In early August, Hindawi expanded the investigation under a combined investigation team comprising Research Integrity experts, data and analytics experts, publishing and operational teams, and legal counsel from both Wiley and Hindawi. This team evaluated in depth review activity across all potentially impacted articles and manuscripts. This resulted in a list of ‘compromised’ reviewers and editors in addition to the bad actors already discovered, identification of networks that exist between them, patterns of review activity, and insight into published articles and manuscripts at each stage in the review process that we could initially label as ‘compromised’. On September 6, the combined investigation team began assessing published articles which led to the initial recommendation to retract 511 articles that are compromised based on reviewer activity alone. We expect ongoing investigations to result in further retractions.
The review and production of submitted manuscripts were held up by the publisher and will be assessed.
Bennett wouldn't give any specifics, but he did say that it would open up new targets for those who want to exploit a system based on trust.
He said that the publisher has banned the individuals it identified, will contact research integrity officers or department heads, and has shared its findings with industry groups.
It is increasingly apparent to all involved in safeguarding and investigating issues of research integrity that closing rings down at one publisher can simply move the problem to others. We are committed to taking an active role in preventing that.
There have been a lot of retractions recently. IOP Publishing said earlier this month that it would be withdrawing nearly 500 articles from paper mills, while PLOS said in August that it would be withdrawing over 100 papers.

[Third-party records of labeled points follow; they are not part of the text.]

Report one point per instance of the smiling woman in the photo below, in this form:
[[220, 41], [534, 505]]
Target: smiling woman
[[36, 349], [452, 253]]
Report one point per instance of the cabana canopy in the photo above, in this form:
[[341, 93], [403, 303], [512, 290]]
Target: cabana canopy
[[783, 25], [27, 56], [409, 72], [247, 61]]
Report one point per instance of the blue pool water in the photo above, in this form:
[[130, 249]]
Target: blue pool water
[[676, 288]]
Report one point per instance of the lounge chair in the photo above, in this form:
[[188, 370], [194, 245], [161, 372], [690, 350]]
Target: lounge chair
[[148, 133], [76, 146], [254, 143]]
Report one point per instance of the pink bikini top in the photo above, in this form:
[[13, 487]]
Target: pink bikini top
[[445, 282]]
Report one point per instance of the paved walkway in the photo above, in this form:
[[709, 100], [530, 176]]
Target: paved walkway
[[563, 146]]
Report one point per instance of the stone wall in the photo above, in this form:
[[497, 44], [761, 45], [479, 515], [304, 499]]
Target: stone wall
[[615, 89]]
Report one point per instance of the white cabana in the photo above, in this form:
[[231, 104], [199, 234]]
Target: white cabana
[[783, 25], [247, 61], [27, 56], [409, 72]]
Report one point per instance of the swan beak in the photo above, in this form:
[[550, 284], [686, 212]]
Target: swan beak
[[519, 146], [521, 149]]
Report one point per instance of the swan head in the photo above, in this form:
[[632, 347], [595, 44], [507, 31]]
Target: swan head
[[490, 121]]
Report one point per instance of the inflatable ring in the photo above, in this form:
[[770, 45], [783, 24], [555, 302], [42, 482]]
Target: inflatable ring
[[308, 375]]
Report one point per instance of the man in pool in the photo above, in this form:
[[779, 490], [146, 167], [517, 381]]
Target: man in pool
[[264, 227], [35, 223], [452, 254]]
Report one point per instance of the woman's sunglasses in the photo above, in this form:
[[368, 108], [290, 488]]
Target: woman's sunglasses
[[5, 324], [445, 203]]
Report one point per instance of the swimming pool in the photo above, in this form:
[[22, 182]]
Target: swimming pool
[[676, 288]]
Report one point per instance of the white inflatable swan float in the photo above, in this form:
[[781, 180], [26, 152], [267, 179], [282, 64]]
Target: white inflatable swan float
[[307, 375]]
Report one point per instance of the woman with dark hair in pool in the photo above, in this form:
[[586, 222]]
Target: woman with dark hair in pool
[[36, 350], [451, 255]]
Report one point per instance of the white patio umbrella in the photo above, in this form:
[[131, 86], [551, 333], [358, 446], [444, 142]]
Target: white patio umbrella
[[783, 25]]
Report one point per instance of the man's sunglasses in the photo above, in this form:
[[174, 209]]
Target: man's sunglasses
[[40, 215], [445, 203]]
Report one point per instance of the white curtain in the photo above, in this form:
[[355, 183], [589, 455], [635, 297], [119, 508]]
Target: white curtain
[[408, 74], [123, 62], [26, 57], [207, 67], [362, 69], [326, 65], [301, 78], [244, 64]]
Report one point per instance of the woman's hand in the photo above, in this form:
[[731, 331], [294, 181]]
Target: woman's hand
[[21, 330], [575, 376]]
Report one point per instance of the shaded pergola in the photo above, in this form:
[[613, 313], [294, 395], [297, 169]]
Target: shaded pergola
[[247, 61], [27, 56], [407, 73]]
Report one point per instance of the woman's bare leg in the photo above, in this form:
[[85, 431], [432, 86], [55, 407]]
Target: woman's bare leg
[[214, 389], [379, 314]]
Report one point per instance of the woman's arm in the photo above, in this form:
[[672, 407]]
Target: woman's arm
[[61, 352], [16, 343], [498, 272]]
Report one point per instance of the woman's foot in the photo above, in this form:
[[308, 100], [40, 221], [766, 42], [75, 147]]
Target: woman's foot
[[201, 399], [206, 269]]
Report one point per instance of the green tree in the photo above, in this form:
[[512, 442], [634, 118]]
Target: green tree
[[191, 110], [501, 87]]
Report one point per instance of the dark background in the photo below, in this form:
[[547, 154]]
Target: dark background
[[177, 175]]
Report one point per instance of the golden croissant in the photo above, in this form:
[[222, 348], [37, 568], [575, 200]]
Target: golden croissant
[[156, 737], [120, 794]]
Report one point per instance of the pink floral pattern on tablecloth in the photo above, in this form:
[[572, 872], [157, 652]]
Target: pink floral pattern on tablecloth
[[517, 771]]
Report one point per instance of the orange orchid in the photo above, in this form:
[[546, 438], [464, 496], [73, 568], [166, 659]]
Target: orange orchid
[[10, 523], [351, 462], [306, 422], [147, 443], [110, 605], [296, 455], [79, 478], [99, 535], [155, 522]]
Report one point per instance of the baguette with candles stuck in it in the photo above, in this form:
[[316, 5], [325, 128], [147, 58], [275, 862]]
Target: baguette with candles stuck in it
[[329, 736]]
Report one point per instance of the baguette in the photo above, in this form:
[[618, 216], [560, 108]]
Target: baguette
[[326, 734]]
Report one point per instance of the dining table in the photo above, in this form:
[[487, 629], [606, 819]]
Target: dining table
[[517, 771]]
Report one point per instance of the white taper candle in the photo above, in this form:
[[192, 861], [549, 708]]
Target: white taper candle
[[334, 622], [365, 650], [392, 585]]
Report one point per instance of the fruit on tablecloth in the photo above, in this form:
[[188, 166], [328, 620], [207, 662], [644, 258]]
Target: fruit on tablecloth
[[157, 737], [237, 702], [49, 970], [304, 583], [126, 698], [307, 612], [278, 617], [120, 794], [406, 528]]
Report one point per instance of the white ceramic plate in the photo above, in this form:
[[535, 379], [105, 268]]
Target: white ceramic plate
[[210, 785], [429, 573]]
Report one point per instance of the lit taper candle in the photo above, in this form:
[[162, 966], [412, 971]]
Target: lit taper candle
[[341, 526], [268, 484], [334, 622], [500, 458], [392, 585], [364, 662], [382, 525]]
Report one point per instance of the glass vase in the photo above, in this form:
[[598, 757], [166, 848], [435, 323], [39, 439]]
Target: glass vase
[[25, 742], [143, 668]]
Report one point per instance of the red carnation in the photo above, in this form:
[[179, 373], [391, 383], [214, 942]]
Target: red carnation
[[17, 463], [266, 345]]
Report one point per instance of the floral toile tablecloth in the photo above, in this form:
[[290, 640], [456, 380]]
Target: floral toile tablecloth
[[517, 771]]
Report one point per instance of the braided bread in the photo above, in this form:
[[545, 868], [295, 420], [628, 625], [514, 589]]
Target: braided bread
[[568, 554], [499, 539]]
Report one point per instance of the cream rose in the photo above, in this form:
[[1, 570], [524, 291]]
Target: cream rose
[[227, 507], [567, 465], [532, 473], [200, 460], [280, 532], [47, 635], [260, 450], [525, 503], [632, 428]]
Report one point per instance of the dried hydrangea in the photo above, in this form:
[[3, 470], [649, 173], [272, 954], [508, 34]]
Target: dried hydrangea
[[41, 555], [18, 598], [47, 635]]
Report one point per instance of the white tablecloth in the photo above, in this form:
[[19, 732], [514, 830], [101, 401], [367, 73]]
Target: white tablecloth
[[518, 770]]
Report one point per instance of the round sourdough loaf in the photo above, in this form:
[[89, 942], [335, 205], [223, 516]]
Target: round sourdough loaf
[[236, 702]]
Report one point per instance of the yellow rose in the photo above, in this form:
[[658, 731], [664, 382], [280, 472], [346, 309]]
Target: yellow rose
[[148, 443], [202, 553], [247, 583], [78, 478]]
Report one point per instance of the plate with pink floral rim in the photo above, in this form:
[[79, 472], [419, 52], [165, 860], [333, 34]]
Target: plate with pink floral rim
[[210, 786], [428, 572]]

Liz Ferguson, senior vice president of research publishing for Wiley, said in a prepared statement that attacks on research integrity are sophisticated and appear to be coordinated.
Her statement ended.
As these attacks increase in frequency and intensity, we remain committed to upholding research integrity throughout our publishing programs. We have and will continue to share our findings with our peers and industry bodies to advance a cross-industry approach. This is absolutely essential to safeguard trust in research.
It’s something that we at Wiley are committed to and as a result we have taken the step of sharing our findings as transparently as possible, not just with our peers, but with industry associations, third party databases, and others.
These conversations have been very constructive. Our industry is one of trust – this remains our greatest asset. Only through concerted and collaborative action will we succeed together. This is our goal, and Wiley and Hindawi will continue to advance it tirelessly.